Asked if she could be tempted to attempt taking her life if her predicaments persisted, she answered: "While my debtors come after me and I have the money? For that, I can't stand it."
She called for the repeal of the act criminalizing attempted suicide in Ghana, arguing that such persons need support and not be prosecuted and possibly jailed.
Madam Kenie's brother, 40-year-old Mr. Stephen Odei Kwabla confirmed his elder sister's actions, adding that he personally counsels his sister against her suicidal habits.
He also condemned the law criminalizing attempted suicide and called for its immediate repeal.
Mr.

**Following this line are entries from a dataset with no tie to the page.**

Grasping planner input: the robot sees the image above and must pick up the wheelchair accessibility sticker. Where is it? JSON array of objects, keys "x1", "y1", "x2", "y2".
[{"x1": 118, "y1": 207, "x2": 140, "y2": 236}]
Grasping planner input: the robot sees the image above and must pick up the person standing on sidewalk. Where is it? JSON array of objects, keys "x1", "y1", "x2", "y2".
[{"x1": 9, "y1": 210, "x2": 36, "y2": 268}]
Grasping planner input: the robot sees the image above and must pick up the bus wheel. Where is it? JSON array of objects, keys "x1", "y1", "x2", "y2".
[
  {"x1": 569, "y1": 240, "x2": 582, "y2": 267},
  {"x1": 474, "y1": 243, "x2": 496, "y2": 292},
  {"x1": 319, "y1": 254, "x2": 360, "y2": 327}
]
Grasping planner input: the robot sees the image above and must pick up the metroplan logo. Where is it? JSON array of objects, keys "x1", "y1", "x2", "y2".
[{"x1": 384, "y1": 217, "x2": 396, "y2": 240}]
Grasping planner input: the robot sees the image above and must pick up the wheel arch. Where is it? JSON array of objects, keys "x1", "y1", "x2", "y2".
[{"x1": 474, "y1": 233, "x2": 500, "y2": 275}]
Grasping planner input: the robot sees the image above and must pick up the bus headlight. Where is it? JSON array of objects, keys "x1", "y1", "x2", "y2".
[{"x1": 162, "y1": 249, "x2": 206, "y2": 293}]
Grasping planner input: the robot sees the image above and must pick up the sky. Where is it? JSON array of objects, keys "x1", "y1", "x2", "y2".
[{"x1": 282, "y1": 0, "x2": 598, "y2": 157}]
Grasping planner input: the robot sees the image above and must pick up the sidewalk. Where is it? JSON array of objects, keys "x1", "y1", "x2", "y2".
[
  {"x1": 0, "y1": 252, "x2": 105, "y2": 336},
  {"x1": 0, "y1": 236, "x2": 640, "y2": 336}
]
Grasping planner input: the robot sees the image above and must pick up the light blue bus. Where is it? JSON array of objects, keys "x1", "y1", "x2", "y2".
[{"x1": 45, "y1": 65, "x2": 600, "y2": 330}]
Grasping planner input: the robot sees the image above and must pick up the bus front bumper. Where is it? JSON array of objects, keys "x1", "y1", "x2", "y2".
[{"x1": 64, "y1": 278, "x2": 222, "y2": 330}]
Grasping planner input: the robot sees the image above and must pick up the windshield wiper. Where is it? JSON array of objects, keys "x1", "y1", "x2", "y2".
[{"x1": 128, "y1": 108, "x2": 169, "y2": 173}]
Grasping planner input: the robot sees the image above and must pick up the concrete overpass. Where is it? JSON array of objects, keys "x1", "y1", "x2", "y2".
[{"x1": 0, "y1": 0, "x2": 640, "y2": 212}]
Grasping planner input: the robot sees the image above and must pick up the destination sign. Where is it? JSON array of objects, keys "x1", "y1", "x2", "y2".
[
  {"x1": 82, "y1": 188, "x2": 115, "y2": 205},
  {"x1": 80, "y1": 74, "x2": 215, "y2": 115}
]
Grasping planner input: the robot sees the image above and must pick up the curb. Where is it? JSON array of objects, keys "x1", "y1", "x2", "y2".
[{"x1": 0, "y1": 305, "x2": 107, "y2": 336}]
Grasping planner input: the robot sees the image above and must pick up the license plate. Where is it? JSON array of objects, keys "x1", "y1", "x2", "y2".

Eric Narh, a medical statistician, however, maintained that the law must be maintained to serve as a deterrent to persons who may want to take their lives.
"The law should be maintained because once there's a law, it means that once you want to commit any crime, you should look at the magnitude of the crime because once it involves a penalty for you to be sentenced or jailed or to be fined, you know that once what you're going to do [can land you in prison, you avoid it]," said the statistician.
He further called on the government to resource and empower the state agencies and service providers, particularly the Mental Health Authority of Ghana, Ghana Health Service, and the Department of Social Welfare, among others, to sensitize and make comprehensive psychological support available at all levels of the health system and in educational institutions for people who might have the tendency to attempt suicide.